SMA didn’t do as well. Solis and Each Energy did very well. However, what is surprising is that I found that all Each Energy single-phase grid-connected inverters with a rated power of less than or equal to 3 kw can still work at full rate at 60 degrees, which can almost be said to never derate as the temperature above 60 degrees is not a normal degrees, unless there is a fire.
There is no place on earth where the daily temperature can reach such a high!
I was puzzled why they could perform so well, it turned out to be related to the design of the structure. The inductances of SMA and other brands are mostly built-in, and Each Energy put it outside of the housing, reducing the impact of inductances heating on the machine. This change is really clever.

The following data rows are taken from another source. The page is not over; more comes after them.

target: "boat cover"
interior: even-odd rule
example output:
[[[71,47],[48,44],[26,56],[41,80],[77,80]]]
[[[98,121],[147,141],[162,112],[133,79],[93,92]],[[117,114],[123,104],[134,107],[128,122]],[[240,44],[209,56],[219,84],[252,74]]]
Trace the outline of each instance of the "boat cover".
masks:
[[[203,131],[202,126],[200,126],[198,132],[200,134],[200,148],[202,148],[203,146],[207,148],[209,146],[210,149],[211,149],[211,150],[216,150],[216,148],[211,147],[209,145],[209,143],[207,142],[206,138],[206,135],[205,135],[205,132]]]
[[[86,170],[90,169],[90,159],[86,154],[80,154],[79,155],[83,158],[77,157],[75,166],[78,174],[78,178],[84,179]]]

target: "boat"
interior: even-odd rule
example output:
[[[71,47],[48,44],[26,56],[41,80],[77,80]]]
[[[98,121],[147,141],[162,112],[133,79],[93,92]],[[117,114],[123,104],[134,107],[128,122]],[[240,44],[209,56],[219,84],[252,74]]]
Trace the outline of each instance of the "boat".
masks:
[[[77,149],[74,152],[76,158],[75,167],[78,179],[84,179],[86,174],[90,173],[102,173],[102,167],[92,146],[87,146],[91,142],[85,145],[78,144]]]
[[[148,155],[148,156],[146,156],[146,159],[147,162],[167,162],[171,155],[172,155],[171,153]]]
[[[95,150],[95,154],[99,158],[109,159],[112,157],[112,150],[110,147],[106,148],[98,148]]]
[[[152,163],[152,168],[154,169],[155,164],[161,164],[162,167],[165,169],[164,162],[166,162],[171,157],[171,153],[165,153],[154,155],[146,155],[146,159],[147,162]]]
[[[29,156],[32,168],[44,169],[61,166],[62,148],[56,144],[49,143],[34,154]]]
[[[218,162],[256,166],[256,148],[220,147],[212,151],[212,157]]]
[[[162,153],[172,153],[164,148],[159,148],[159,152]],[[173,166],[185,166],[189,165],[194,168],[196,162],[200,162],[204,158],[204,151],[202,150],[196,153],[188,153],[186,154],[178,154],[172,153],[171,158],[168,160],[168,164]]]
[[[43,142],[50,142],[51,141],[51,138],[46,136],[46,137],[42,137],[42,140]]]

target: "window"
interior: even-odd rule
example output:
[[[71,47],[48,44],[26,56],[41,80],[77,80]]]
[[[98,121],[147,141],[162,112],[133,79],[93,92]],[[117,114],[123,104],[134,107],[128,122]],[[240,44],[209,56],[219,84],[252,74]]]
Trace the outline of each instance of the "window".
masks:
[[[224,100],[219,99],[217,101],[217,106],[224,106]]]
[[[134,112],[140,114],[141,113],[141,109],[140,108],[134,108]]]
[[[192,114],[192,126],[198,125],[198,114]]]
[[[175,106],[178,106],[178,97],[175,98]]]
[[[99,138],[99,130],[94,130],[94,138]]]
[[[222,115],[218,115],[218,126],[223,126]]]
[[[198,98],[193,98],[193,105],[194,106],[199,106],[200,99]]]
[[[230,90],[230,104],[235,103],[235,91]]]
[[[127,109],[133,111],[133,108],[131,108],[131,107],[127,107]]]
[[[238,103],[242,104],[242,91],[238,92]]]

Of course, Solis also adopted such a design to reduce internal heat, but from the derating curve, Solis’s performance is not as good as Each Energy, then it must be the difference in internal structure design. The inverter you buy may look beautiful in appearance, but whether its internal organs are beautiful and neat does affect the performance of the inverter. The internal structure is reasonably arranged, and the heat dissipation components are installed around the internal devices that are prone to heat, which can effectively and reasonably reduce the heating situation of the inverter, and more stabilize the performance of the inverter, so that the inverter still maintains excellent output under extreme temperature conditions.
While ensuring their installation conditions, the smaller the inverter, the shorter the peripheral distance requirements. Take Each Energy for example, only 150mm is needed on the left and right sides of inverters, which of course means that its heat dissipation is better, and the same area can be installed more machines.
Because it is installed outdoors, the protection level of the inverter must reach IP65, or even IP66, which can prevent dust, rain, salt spray corrosion, and adapt to the harsh external environment. In places with serious pollution, or dust, it will affect the function of the heat dissipation because fine objects such as dust, leaves, and sediment may also enter the air duct of the inverter, which will also affect the power generation and service life of the inverter. In order to improve the actual service life of the inverter and maintain the maximum power generation efficiency – It is necessary to create a good operating environment for the inverter to protect it from wind, sun, and rain. Also, regular inspections should be carried out to keep the heat dissipation smooth and avoid over-temperature derating and other faults.